The backlash from pop-loving Eurovision fans was swift, with many taking umbrage at the newest winner trashing 'disposable fast food' music at the climax of the world's biggest pop celebration.

After all, this is a contest where disposable pop music in all its forms reigns supreme - from the ridiculous (Verka Serduchka's gloriously camp 2007 entry Dancing Lasha Tumbai) to the sublime (Loreen's Euphoria, one of the very best Eurovision winners this century).

Now Sweden's entry Robin Bengtsson, who placed fifth in the competition with I Can't Go On - an upbeat pop song that saw the handsome singer strutting on a treadmill flanked by back-up dancers - is speaking out.
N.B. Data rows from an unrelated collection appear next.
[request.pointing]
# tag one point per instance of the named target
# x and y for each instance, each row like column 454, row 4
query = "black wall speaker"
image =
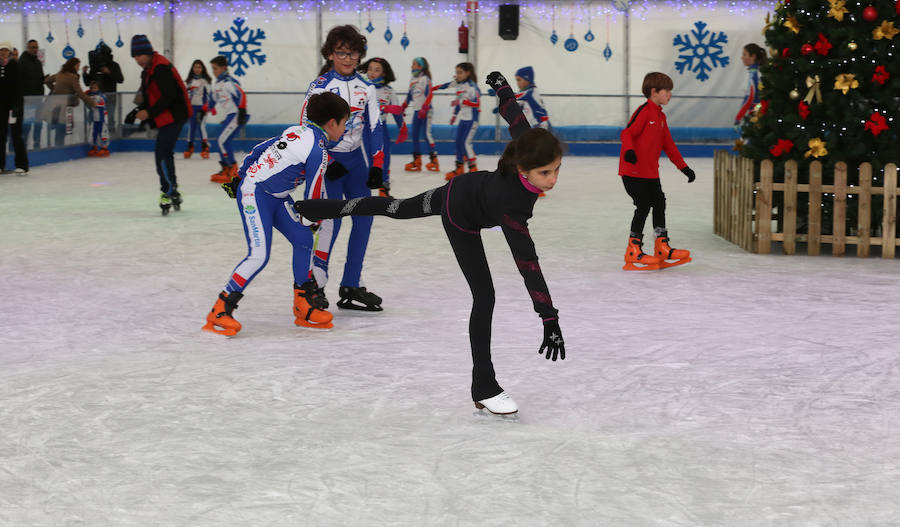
column 509, row 21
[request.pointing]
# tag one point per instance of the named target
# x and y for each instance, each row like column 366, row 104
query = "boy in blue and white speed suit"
column 99, row 118
column 353, row 170
column 229, row 100
column 266, row 178
column 467, row 107
column 529, row 100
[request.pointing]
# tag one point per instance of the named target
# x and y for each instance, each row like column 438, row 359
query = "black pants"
column 469, row 251
column 647, row 194
column 18, row 143
column 165, row 156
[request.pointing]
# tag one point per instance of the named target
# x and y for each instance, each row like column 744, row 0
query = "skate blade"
column 648, row 267
column 305, row 324
column 484, row 408
column 348, row 304
column 676, row 263
column 220, row 331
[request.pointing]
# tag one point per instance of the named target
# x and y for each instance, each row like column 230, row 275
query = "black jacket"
column 10, row 89
column 31, row 71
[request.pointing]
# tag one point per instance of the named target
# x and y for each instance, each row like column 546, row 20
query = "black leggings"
column 469, row 251
column 647, row 194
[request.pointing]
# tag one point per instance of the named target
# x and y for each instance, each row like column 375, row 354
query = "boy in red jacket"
column 646, row 135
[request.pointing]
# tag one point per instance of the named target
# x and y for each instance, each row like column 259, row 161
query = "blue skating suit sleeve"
column 278, row 165
column 533, row 107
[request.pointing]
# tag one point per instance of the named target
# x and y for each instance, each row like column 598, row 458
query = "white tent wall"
column 652, row 34
column 290, row 48
column 557, row 71
column 150, row 24
column 590, row 89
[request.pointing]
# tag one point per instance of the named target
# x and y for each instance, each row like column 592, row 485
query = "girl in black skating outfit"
column 469, row 203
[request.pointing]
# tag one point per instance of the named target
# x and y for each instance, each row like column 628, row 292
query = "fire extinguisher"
column 463, row 33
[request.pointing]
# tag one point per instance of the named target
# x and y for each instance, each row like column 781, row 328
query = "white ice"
column 738, row 390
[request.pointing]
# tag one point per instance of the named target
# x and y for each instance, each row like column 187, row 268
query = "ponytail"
column 535, row 148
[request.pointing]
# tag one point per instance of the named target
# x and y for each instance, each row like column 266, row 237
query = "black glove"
column 231, row 187
column 131, row 116
column 375, row 178
column 553, row 344
column 335, row 171
column 498, row 83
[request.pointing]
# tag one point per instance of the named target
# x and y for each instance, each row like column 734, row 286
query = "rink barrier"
column 743, row 208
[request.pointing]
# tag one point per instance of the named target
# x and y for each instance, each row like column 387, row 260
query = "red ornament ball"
column 870, row 14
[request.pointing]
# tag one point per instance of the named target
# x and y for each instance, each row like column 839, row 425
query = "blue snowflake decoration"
column 702, row 55
column 237, row 49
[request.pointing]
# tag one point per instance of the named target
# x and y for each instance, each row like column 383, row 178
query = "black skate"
column 176, row 200
column 165, row 203
column 359, row 299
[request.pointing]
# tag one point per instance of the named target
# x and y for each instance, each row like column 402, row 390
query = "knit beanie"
column 526, row 73
column 140, row 45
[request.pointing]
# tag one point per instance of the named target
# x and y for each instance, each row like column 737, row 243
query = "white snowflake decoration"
column 236, row 50
column 700, row 57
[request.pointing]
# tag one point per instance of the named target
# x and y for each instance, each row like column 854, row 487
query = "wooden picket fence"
column 743, row 207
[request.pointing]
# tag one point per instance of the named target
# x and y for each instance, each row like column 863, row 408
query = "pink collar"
column 528, row 186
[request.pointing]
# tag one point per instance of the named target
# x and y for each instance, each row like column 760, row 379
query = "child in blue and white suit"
column 419, row 99
column 356, row 166
column 229, row 99
column 99, row 119
column 381, row 75
column 467, row 107
column 530, row 100
column 198, row 84
column 268, row 175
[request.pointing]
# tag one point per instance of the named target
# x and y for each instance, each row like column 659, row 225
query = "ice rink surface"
column 737, row 390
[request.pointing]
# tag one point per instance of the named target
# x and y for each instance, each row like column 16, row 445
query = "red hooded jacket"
column 648, row 135
column 165, row 96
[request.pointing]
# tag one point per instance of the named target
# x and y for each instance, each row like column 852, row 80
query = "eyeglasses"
column 343, row 55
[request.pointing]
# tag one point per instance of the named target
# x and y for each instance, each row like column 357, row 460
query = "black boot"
column 359, row 299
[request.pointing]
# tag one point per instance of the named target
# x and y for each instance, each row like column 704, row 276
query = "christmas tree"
column 830, row 87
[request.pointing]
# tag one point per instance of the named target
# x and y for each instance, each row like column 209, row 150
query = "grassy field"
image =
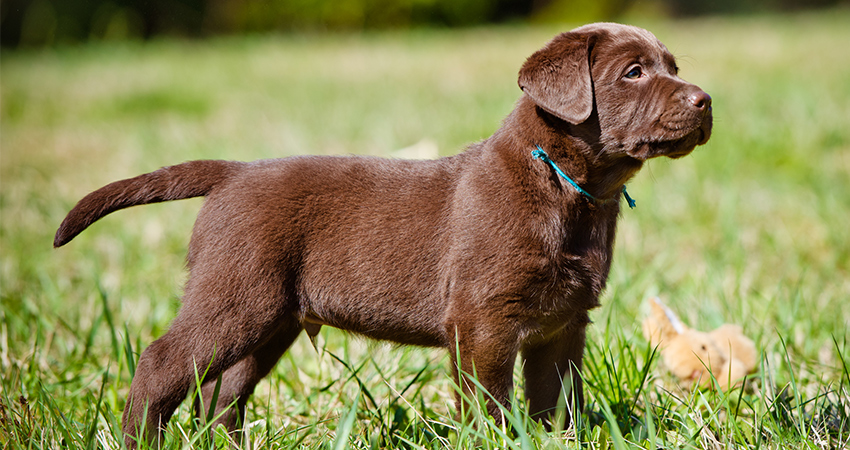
column 752, row 229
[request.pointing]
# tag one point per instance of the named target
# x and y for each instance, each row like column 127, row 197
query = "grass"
column 751, row 229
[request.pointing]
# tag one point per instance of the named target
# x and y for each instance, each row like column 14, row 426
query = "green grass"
column 751, row 229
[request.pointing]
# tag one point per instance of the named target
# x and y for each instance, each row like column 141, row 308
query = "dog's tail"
column 187, row 180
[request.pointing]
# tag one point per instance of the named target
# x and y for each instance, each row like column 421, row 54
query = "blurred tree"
column 48, row 22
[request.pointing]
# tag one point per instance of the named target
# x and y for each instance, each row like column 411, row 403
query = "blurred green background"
column 47, row 22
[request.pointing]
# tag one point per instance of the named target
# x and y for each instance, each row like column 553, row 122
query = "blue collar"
column 540, row 154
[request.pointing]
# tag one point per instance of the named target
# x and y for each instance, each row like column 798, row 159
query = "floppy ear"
column 557, row 77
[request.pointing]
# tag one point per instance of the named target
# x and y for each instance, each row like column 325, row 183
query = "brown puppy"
column 489, row 250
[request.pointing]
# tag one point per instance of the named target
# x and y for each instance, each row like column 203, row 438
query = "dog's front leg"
column 488, row 354
column 552, row 369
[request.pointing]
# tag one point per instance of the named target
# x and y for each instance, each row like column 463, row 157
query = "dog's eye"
column 634, row 73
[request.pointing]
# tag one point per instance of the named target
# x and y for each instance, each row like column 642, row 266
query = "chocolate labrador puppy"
column 490, row 253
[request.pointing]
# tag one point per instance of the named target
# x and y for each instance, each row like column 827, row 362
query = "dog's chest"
column 578, row 260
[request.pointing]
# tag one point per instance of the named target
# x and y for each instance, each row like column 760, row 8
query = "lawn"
column 750, row 229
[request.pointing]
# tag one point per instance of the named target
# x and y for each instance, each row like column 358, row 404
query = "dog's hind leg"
column 222, row 323
column 239, row 381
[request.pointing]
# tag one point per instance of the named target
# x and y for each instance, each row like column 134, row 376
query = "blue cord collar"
column 540, row 154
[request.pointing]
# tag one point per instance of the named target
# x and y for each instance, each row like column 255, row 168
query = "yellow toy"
column 691, row 354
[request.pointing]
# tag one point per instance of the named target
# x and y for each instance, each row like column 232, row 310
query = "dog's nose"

Robin Bengtsson performs the song I Can't Go On. Photo / Getty
Robin Bengtsson performs the song I Can't Go On. Photo / Getty

Sharing a picture of himself at a post-show press conference on Instagram, Bengtsson joked that he was "probably talking about 'fast food' disposable music," tagging Sobral in the post.

He then addressed the winner directly.

"Congrats on your victory, I really like your song and the way you sing it, but I think your speech after winning the ESC was below the level of a true winner. 'Fast food' pop music can be the best thing in the world at the right place and time, so can a song beautiful as yours. There is room for everyone."


Australia's own Eurovision entrant Isaiah apparently agreed with the sentiment, responding under the post with a double high five emoji.

Eurovision lovers have flooded Bengtsson's Instagram with supportive comments.

"Thank you for saying what so many of us were thinking. Plenty of room for all tastes in music. Not so much room for an arrogant, rude little man with no respect for the hard work that went into producing an entertaining varied show," commented one person under his post.

"Well said. Smart and respectful response. This is my least favourite Eurovision. Not because a song I didn't like won. It's because the guy who won made me feel like an idiot for liking pop music," said another.